Add Least Recently Used values eviction as a supplement to garbage collection.

Motivation

Currently, the single mechanism for controlling memory usage in salsa is garbage collection. Experience with rust-analyzer shown that it is insufficient for two reasons:

  • It's hard to determine which values should be collected. Current implementation in rust-analyzer just periodically clears all values of specific queries.

  • GC is in generally run in-between revision. However, especially after just opening the project, the number of values within a single revision can be high. In other words, GC doesn't really help with keeping peak memory usage under control. While it is possible to run GC concurrently with calculations (and this is in fact what rust-analyzer is doing right now to try to keep high water mark of memory lower), this is highly unreliable an inefficient.

The mechanism of LRU targets both of these weaknesses:

  • LRU tracks which values are accessed, and uses this information to determine which values are actually unused.

  • LRU has a fixed cap on the maximal number of entries, thus bounding the memory usage.

User's guide

It is possible to call set_lru_capacity(n) method on any non-input query. The effect of this is that the table for the query stores at most n values in the database. If a new value is computed, and there are already n existing ones in the database, the least recently used one is evicted. Note that information about query dependencies is not evicted. It is possible to change lru capacity at runtime at any time. n == 0 is a special case, which completely disables LRU logic. LRU is not enabled by default.

Reference guide

Implementation wise, we store a linked hash map of keys, in the recently-used order. Because reads of the queries are considered uses, we now need to write-lock the query map even if the query is fresh. However we don‘t do this bookkeeping if LRU is disabled, so you don’t have to pay for it unless you use it.

A slight complication arises with volatile queries (and, in general, with any query with an untracked input). Similarly to GC, evicting such a query could lead to an inconsistent database. For this reason, volatile queries are never evicted.

Alternatives and future work

LRU is a compromise, as it is prone to both accidentally evicting useful queries and needlessly holding onto useless ones. In particular, in the steady state and without additional GC, memory usage will be proportional to the lru capacity: it is not only an upper bound, but a lower bound as well!

In theory, some deterministic way of evicting values when you for sure don‘t need them anymore maybe more efficient. However, it is unclear how exactly that would work! Experiments in rust-analyzer show that it’s not easy to tame a dynamic crate graph, and that simplistic phase-based strategies fall down.
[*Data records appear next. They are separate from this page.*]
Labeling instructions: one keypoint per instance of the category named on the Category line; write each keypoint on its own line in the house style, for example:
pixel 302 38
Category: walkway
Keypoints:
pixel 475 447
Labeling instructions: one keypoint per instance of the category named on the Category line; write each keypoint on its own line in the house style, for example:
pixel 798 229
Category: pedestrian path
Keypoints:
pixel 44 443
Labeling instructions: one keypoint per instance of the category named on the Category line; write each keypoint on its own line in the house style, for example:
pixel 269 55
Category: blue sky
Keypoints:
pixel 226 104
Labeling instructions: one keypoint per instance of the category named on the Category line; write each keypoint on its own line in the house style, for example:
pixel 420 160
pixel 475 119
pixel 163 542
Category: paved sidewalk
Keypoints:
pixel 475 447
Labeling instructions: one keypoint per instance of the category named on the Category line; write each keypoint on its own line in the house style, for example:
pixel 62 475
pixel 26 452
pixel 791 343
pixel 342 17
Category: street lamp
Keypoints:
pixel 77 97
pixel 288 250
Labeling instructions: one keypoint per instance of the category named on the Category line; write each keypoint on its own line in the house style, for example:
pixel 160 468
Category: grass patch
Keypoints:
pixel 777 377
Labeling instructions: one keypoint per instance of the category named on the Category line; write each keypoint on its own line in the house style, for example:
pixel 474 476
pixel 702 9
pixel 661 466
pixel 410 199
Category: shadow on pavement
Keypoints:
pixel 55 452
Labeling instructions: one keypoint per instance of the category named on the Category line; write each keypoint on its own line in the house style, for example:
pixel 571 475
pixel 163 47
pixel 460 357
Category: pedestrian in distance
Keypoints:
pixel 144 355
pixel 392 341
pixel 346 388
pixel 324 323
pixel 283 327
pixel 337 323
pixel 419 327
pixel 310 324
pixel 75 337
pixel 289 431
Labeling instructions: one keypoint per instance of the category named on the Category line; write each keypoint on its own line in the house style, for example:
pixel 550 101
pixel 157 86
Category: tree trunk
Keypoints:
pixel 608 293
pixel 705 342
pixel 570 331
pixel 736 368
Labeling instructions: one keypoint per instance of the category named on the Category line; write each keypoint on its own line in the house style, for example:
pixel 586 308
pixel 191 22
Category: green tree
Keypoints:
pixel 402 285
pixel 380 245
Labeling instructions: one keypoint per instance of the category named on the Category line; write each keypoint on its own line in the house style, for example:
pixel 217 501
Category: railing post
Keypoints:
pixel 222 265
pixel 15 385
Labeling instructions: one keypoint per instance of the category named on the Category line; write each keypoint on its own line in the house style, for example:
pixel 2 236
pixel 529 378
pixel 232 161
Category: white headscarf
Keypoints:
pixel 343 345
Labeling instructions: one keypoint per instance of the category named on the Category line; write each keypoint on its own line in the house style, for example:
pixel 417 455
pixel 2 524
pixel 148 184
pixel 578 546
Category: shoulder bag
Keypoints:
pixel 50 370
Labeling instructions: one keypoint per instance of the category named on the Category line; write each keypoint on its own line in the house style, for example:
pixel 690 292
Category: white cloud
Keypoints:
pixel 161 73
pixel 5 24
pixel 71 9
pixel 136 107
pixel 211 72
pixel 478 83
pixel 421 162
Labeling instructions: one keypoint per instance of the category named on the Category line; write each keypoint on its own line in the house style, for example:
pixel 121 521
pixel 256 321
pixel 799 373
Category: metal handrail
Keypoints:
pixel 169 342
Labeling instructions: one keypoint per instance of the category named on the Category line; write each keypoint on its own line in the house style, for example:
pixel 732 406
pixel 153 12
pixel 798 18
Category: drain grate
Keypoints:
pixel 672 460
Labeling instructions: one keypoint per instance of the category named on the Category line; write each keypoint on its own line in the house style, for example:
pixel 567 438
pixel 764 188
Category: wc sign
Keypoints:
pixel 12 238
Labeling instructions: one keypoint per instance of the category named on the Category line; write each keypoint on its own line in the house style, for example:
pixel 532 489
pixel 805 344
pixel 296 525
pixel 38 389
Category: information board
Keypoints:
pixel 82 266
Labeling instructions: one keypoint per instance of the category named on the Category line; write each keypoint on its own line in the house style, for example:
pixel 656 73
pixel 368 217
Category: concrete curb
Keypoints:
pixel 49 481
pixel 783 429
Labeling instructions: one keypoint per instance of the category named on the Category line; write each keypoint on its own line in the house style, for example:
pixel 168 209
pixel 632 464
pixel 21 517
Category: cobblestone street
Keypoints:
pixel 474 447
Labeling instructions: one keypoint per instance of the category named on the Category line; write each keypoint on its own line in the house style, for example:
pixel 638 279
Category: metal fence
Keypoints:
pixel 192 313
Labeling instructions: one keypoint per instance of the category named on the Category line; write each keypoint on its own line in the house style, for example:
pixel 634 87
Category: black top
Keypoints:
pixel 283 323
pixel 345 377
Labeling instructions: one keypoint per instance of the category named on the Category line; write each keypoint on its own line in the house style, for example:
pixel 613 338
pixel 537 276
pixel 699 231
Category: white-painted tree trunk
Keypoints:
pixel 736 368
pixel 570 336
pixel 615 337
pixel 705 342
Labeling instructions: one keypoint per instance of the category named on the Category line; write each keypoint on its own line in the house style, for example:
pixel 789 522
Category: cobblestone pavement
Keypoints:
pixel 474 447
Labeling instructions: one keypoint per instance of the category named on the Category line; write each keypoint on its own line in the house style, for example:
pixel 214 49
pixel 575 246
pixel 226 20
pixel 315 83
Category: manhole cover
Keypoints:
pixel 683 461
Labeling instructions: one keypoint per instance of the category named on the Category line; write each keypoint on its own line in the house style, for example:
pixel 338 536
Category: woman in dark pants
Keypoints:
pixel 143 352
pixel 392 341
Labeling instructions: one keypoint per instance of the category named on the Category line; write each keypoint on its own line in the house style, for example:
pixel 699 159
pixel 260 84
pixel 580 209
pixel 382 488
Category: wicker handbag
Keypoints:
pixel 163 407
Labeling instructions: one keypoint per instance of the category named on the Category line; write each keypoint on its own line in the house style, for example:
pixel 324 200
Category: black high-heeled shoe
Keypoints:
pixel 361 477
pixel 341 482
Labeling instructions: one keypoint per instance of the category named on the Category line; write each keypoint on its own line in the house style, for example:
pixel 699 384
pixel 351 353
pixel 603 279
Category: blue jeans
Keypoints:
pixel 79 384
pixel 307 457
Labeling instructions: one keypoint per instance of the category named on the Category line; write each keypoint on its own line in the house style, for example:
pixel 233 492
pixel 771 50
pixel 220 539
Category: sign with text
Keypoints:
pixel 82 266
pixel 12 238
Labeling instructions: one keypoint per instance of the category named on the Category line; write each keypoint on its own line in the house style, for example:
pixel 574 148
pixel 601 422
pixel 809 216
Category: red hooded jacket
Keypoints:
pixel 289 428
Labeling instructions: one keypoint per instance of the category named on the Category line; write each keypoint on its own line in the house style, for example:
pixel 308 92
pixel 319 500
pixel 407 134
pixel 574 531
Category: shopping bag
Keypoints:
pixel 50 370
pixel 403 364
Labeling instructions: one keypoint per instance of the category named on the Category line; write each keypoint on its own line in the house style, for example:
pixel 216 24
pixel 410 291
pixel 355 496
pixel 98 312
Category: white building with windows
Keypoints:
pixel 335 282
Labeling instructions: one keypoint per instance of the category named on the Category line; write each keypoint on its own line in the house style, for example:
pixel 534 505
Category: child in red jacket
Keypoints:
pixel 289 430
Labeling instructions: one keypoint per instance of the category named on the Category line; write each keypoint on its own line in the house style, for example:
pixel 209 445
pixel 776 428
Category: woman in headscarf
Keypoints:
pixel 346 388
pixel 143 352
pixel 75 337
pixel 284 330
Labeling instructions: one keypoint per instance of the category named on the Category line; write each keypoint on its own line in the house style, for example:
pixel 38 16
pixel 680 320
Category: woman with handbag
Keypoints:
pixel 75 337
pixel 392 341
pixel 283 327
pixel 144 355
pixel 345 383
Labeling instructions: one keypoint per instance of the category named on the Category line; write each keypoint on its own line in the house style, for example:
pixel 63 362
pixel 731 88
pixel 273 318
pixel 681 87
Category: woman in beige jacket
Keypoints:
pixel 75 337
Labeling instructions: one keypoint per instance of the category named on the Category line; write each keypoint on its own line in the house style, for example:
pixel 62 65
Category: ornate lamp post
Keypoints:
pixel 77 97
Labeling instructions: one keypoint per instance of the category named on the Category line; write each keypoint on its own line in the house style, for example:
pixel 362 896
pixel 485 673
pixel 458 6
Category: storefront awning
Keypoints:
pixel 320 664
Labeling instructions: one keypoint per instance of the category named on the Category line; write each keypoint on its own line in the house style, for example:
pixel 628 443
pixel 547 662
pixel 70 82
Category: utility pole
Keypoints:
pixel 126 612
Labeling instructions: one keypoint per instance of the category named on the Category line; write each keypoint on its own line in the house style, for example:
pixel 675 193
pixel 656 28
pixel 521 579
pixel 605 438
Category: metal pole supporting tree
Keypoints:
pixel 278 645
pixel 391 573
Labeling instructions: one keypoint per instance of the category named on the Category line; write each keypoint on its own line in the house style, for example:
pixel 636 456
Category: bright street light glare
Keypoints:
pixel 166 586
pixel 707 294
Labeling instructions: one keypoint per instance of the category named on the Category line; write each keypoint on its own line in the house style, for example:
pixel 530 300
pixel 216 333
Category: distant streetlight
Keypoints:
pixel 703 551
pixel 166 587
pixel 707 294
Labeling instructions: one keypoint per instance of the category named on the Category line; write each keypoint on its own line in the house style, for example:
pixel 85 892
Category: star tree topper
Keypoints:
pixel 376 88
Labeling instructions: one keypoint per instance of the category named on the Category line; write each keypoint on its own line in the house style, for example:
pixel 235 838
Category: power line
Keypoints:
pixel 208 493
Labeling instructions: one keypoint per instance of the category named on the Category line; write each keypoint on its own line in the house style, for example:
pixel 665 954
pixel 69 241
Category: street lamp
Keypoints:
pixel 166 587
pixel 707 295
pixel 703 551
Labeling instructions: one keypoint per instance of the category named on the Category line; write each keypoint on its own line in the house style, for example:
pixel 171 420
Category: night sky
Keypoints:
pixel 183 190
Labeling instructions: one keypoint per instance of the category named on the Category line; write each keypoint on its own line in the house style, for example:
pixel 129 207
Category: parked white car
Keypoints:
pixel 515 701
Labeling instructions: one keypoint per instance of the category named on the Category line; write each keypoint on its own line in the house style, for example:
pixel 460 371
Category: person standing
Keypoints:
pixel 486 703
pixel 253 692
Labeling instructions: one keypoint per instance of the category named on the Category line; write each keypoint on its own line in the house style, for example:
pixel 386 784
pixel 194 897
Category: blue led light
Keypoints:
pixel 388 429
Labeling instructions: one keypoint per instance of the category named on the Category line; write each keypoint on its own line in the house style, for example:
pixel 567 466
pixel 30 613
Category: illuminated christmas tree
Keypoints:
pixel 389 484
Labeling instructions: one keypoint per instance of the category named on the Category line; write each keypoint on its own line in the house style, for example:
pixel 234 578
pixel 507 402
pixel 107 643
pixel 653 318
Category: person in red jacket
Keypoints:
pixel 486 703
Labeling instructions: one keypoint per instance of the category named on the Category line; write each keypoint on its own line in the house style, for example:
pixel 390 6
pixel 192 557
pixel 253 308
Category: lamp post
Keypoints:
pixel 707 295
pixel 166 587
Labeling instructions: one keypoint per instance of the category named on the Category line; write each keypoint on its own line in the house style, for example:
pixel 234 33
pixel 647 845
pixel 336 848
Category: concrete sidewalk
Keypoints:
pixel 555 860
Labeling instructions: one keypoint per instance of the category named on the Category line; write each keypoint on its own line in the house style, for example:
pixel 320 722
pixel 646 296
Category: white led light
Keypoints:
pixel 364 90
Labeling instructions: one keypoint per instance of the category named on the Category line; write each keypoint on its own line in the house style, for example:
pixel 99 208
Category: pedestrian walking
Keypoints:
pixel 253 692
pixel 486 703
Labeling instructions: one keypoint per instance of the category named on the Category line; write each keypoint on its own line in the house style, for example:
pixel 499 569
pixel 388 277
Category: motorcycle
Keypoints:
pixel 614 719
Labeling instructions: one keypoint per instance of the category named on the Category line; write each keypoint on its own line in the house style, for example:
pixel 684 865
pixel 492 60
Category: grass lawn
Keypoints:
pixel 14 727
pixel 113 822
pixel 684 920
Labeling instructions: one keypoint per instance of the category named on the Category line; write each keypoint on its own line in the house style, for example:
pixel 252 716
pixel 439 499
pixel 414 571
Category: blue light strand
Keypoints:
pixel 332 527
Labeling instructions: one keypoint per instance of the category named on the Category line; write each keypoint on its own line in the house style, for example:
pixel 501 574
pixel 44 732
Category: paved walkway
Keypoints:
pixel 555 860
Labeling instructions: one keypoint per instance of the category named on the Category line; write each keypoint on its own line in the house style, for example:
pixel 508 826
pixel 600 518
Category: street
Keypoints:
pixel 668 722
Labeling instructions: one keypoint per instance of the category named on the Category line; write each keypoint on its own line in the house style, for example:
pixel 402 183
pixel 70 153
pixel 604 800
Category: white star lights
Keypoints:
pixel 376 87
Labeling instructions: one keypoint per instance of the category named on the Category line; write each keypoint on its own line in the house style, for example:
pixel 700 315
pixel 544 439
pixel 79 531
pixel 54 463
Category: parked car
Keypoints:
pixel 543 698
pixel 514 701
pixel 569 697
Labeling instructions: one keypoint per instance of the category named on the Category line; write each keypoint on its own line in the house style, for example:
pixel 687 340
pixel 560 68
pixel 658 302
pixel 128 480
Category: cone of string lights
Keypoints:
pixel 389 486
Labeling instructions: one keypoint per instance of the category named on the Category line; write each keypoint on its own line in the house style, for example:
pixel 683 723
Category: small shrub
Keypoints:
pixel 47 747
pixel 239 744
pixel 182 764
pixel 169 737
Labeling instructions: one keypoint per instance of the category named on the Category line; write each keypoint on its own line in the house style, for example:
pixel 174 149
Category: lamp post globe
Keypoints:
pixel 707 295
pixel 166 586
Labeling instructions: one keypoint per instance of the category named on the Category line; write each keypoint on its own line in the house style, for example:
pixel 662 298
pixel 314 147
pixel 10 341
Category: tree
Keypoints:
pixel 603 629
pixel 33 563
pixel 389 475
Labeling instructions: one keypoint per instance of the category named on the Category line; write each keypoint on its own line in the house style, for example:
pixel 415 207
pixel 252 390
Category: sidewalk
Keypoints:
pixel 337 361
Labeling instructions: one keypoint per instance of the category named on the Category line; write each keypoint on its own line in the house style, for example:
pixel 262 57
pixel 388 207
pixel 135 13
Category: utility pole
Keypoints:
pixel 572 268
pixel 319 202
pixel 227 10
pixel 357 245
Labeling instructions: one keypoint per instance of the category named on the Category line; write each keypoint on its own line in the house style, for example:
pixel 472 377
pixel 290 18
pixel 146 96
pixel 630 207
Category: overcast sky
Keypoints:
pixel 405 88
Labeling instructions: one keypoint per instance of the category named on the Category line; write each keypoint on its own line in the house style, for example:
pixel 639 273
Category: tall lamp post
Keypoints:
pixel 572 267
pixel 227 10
It's also worth noting that, unlike GC, LRU can in theory be more memory efficient than deterministic memory management. Unlike a traditional GC, we can safely evict “live” objects and recalculate them later. That makes possible to use LRU for problems whose working set of “live” queries is larger than the available memory, at the cost of guaranteed recomputations.

Currently, eviction is strictly LRU base. It should be possible to be smarter and to take size of values and time that is required to recompute them into account when making decisions about eviction.